Elle avait beaucoup intrigué dans sa vie. Dans le beau temps, alors que sa jeune tête enfantait des projets toujours heureux, elle avait près d’elle, pour stimuler son ambition et son amour, une amie plus ardente, plus ambitieuse qu’elle-même, une amie qui l’avait aimée, chose rare à la cour, et que de mesquines considérations avaient éloignée d’elle.

Mais depuis tant d’années, excepté madame de Motteville, excepté la Molena, cette nourrice espagnole, confidente en sa qualité de compatriote et de femme, qui pouvait se flatter d’avoir donné un bon avis à la reine ?

Qui donc aussi, parmi toutes ces jeunes têtes, pouvait lui rappeler le passé, par lequel seulement elle vivait ?

Anne d’Autriche se souvint de madame de Chevreuse, d’abord exilée plutôt de sa volonté à elle-même que de celle du roi, puis morte en exil femme d’un gentilhomme obscur.

Elle se demanda ce que madame de Chevreuse lui eût conseillé autrefois en pareil cas dans leurs communs embarras d’intrigues, et, après une sérieuse méditation, il lui sembla que cette femme rusée, pleine d’expérience et de sagacité, lui répondait de sa voix ironique :

— Tous ces petits jeunes gens sont pauvres et avides. Ils ont besoin d’or et de rentes pour alimenter leurs plaisirs, prenez-les-moi par l’intérêt.

Anne d’Autriche adopta ce plan.

Sa bourse était bien garnie ; elle disposait d’une somme considérable amassée par Mazarin pour elle et mise en lieu sûr.

Elle avait les plus belles pierreries de France, et surtout des perles d’une telle grosseur, qu’elles faisaient soupirer le roi chaque fois qu’il les voyait, parce que les perles de sa couronne n’étaient que grains de mil auprès de celles-là.

Anne d’Autriche n’avait plus de beauté ni de charmes à sa disposition. Elle se fit riche et proposa pour appât à ceux qui viendraient chez elle, soit de bons écus d’or à gagner au jeu, soit de bonnes dotations habilement faites les jours de bonne humeur, soit des aubaines de rentes qu’elle arrachait au roi en sollicitant, ce qu’elle s’était décidée à faire pour entretenir son crédit.

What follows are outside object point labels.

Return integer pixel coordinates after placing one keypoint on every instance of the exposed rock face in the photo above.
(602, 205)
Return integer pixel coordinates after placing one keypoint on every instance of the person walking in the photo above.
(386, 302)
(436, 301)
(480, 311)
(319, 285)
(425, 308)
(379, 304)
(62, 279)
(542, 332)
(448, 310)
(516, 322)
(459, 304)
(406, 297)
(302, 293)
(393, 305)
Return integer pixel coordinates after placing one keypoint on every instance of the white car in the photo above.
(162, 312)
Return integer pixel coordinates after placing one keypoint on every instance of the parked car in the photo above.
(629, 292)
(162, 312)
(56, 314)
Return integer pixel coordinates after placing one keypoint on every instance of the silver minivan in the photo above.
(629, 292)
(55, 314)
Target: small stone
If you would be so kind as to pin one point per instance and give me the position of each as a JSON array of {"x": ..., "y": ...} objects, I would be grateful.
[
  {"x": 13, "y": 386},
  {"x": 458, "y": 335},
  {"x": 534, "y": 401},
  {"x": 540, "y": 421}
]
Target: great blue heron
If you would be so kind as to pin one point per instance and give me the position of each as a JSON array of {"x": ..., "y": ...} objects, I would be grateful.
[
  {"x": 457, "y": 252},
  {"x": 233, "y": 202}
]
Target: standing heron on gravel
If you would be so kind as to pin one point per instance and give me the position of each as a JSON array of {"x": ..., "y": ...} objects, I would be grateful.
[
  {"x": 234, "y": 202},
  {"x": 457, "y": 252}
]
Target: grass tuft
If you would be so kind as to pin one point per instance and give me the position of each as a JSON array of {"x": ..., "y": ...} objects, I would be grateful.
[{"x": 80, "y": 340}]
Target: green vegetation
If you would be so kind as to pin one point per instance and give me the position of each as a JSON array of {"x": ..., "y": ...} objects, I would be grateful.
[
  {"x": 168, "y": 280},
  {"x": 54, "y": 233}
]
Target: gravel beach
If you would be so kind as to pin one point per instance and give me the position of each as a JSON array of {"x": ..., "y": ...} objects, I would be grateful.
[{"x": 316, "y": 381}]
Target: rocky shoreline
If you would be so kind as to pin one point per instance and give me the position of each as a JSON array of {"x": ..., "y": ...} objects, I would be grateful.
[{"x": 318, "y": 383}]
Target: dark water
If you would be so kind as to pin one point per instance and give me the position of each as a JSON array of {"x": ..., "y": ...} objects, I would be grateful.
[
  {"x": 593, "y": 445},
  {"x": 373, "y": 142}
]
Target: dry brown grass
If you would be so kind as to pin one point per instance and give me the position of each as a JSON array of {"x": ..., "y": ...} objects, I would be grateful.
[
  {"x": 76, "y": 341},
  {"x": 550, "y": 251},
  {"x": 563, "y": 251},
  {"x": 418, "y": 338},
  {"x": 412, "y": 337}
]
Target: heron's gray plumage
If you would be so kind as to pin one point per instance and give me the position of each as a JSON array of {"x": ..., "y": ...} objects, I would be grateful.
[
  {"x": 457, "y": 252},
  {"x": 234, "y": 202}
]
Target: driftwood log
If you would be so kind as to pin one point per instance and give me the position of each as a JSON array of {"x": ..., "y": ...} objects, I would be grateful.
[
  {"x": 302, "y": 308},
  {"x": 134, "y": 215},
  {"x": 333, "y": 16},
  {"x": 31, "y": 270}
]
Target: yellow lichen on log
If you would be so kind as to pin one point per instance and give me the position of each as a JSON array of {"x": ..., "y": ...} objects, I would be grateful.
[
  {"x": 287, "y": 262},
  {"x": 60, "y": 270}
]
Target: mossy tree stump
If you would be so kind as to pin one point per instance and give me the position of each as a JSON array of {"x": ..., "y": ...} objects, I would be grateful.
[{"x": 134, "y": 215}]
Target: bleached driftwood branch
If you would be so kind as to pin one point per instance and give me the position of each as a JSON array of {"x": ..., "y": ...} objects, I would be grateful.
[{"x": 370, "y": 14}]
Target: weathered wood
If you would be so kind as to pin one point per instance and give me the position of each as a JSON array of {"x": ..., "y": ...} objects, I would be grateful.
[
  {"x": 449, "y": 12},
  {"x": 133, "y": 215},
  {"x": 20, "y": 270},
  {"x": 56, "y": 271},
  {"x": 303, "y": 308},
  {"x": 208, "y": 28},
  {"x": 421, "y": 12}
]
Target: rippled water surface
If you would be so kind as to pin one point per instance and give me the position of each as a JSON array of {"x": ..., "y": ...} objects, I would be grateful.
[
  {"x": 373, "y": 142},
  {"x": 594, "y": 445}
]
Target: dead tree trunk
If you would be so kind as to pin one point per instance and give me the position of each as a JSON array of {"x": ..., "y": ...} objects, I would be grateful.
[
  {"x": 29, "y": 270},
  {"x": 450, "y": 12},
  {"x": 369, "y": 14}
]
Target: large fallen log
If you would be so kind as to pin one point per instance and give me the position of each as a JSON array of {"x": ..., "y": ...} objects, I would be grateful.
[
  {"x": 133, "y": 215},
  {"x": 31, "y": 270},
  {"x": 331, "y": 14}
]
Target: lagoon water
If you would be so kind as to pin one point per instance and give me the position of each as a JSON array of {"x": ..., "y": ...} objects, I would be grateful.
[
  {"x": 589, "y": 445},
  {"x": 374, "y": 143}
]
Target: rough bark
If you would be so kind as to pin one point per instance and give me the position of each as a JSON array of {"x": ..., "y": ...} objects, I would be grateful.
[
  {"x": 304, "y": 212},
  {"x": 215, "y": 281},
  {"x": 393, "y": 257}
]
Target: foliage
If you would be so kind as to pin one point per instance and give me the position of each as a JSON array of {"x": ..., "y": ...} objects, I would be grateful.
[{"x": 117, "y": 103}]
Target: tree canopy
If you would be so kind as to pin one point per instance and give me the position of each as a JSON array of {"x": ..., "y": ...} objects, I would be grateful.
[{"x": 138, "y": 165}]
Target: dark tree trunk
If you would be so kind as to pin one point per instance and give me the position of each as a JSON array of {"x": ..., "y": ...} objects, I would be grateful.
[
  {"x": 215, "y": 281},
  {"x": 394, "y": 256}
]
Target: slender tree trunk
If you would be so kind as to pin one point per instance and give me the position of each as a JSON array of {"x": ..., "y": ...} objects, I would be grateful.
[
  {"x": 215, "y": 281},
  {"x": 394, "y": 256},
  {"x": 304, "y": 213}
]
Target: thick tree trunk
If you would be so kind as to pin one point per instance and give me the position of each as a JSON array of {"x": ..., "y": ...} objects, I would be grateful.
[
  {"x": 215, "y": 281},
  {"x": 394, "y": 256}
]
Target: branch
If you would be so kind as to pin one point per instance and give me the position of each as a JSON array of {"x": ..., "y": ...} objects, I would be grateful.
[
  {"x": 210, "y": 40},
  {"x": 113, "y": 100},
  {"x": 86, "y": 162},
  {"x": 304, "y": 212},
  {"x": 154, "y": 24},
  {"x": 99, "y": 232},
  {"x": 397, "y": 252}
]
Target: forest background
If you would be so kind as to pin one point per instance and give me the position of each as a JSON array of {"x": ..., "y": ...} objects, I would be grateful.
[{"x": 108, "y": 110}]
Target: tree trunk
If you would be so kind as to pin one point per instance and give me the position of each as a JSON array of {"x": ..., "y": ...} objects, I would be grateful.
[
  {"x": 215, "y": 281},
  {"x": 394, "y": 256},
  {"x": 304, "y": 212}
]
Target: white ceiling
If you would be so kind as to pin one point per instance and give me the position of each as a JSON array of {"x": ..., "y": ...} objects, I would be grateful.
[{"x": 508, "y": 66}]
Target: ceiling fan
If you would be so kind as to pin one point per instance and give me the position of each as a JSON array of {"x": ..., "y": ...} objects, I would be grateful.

Et d’abord elle essaya de ce moyen sur Madame, dont la possession lui était la plus précieuse de toutes.

Madame, malgré l’intrépide confiance de son esprit et de sa jeunesse, donna tête baissée dans le panneau qui était ouvert devant elle. Enrichie peu à peu par des dons, par des cessions, elle prit goût à ces héritages anticipés.

Anne d’Autriche usa du même moyen sur Monsieur et sur le roi lui-même.

Elle institua chez elle des loteries.